Soil fertility, physical and chemical organic matter fractions, natural 13C and 15N abundance in biogenic and physicogenic aggregates in areas under different land use systems

Abstract

The dynamics of soil aggregation, including aggregate formation by biogenic and physicogenic processes, is affected by the soil management system. The present study aimed to divide soil aggregates into biogenic and physicogenic, and to characterise the aggregates in terms of soil exchange complex, distribution of total organic carbon (TOC), nitrogen (N) levels, and natural 13C and 15N abundance, and determine C levels in the soil organic matter (SOM) fractions of the aggregates. The areas studied were under a no-till system (NTS) established 15 years before, conventional tillage system (CTS) managed with ploughing and harrowing for 56 years, and a secondary forest (Forest) and pasture grass (Axonopus compressus) (Pasture) (both ≥30 years old). Undisturbed soil samples were collected at 0–5 and 5–10 cm. CTS was unsuitable for biogenic aggregate formation, and NTS and Forest areas showed similar biogenic and physicogenic aggregate content. The Pasture area promoted the formation of biogenic aggregates. In contrast to CTS, NTS increased TOC, calcium, magnesium, nitrogen and phosphorus levels. Considering the parameters evaluated, the Forest area showed the most variation (differences) between biogenic and physicogenic aggregates. Biogenic aggregates exhibited higher TOC and nutrient levels than their physicogenic counterparts. In the CTS area, the absence of legumes and the long-term and constant use of N-fertilisers resulted in 15N soil enrichment (at 0–5 cm). In the Pasture area, the absence of legumes and the constant deposition of cattle manure also increased 15N content relative to NTS and Forest areas. The Forest area had the lowest 15N values in the two layers and aggregate types studied. The levels of 13C reflect the type of material incorporated in the soil (mostly C3 plants in Forest and NTS areas and C4 plants in Pasture and CTS areas).
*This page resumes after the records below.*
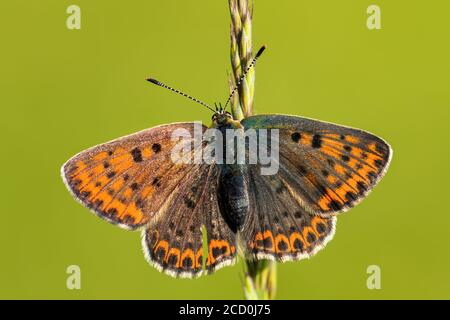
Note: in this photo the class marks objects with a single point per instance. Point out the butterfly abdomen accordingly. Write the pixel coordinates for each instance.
(233, 195)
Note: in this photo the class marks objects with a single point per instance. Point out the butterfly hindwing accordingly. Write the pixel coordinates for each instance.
(173, 242)
(278, 227)
(328, 168)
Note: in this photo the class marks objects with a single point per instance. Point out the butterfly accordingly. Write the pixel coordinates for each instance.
(323, 169)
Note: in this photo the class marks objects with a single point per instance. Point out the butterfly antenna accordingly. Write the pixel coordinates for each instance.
(252, 63)
(179, 92)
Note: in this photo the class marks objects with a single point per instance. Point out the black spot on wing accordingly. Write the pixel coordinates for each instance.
(136, 154)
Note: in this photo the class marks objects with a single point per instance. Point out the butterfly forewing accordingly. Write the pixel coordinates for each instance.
(328, 168)
(125, 181)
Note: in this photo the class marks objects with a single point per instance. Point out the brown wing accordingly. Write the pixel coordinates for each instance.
(127, 180)
(173, 242)
(326, 167)
(278, 227)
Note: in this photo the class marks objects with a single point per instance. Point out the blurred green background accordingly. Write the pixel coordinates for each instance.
(65, 90)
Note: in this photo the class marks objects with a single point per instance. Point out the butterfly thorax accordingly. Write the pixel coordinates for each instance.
(232, 194)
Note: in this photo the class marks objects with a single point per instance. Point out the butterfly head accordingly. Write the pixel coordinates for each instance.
(221, 116)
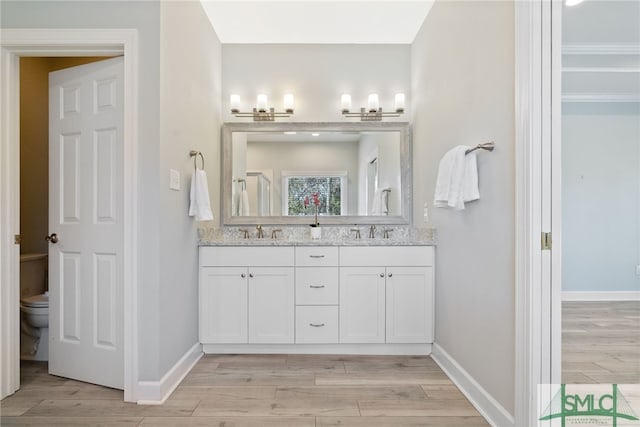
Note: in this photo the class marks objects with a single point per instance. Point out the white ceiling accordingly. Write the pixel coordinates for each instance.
(601, 51)
(317, 21)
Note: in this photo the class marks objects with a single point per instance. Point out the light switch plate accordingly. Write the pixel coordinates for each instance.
(174, 179)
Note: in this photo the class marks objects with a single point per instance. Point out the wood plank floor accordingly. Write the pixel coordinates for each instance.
(601, 342)
(258, 390)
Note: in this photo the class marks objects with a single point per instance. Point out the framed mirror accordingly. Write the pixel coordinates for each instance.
(343, 173)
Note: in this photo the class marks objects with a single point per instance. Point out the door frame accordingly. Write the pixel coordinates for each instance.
(15, 43)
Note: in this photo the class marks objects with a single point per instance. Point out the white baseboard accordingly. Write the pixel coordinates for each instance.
(156, 392)
(490, 409)
(601, 296)
(378, 349)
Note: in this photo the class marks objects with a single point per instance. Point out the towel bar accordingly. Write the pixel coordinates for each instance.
(194, 154)
(489, 146)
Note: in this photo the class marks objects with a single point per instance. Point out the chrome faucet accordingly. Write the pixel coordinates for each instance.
(357, 230)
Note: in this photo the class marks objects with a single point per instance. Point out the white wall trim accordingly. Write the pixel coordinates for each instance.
(64, 42)
(379, 349)
(601, 97)
(490, 409)
(601, 296)
(600, 49)
(157, 392)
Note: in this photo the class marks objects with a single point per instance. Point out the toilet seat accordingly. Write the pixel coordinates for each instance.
(36, 301)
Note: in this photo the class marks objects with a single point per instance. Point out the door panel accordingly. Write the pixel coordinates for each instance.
(271, 305)
(86, 317)
(362, 304)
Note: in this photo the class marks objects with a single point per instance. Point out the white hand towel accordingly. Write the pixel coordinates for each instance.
(457, 180)
(244, 203)
(200, 207)
(449, 183)
(470, 190)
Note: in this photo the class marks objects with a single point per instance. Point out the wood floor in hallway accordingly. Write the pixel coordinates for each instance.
(259, 390)
(601, 342)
The Pasture area favoured the formation of stable SOM, with higher levels of C content in humin fraction (C-HUM) and mineral-associated OC (MOC). CTS compromised SOM stabilisation, producing lower levels of C-HUM, MOC, and moderately oxidisable and resistant fractions. The biogenic aggregates enhanced soil fertility and contained higher C content in SOM fractions than the physicogenic aggregates. We conclude that biogenic rather than physicogenic aggregates can be considered reliable indicators of soil quality.